Tom Brosius
- Tom Brosius in later years, playing guitar.

Personal information
- Full name: Thomas Alan Brosius
- Nickname: "Ferocious" Brosius
- Born: December 16, 1949 Takoma Park, Maryland, United States
- Died: January 11, 2019 (aged 69) Manhattan, Kansas
- Education: Kansas State University
- Spouse: Karen Brosius
- Other interests: Music, aviation

Sport
- Sport: track and field, college football
- Event(s): shot put, discus
- University team: Kansas State University
- League: Big 8 Conference

= Tom Brosius =

American track and field athlete (1949–2019)

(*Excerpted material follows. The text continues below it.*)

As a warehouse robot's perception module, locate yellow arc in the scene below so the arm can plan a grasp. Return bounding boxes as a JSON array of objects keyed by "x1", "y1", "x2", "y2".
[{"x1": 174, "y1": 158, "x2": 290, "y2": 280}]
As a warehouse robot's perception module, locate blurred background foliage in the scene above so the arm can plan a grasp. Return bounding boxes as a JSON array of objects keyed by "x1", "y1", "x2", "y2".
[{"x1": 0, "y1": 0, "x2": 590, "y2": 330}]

Thomas Alan "Ferocious" Brosius (December 16, 1949 – January 11, 2019) was a track and field athlete. He was declared an "All-American" at Kansas State University in the shot put and discus events for the 1972 season, and as of his death in 2019, still holds the Maryland all class high school state record in the shot put at 64' 6 1/2" set May 25, 1968. He also held the state discus record at 184' 10" for 31 years until it was broken in 1999.

After graduating from Springbrook High School in 1968, he went to Kansas State University on a football and track scholarship. As a college track and field athlete at Kansas State, he won the Big 8 Conference indoor shot put with a distance of 64 feet 3 1/2 inches, a throw that was the best in the nation at the college level that year. Brosius competed in both the Shot Put and Discus at outdoor meets, winning the Big 8 Conference twice in the Shot Put and once in Discus. While at Kansas State, he also played football for the Wildcats.

He later coached at Pleasanton High School, Pleasanton, Kansas, Concordia Junior-Senior High School and Cloud County Community College (where he was also a certified flight instructor) in Concordia, Kansas, and coached at Manhattan High School in Manhattan, Kansas until his death on January 11, 2019.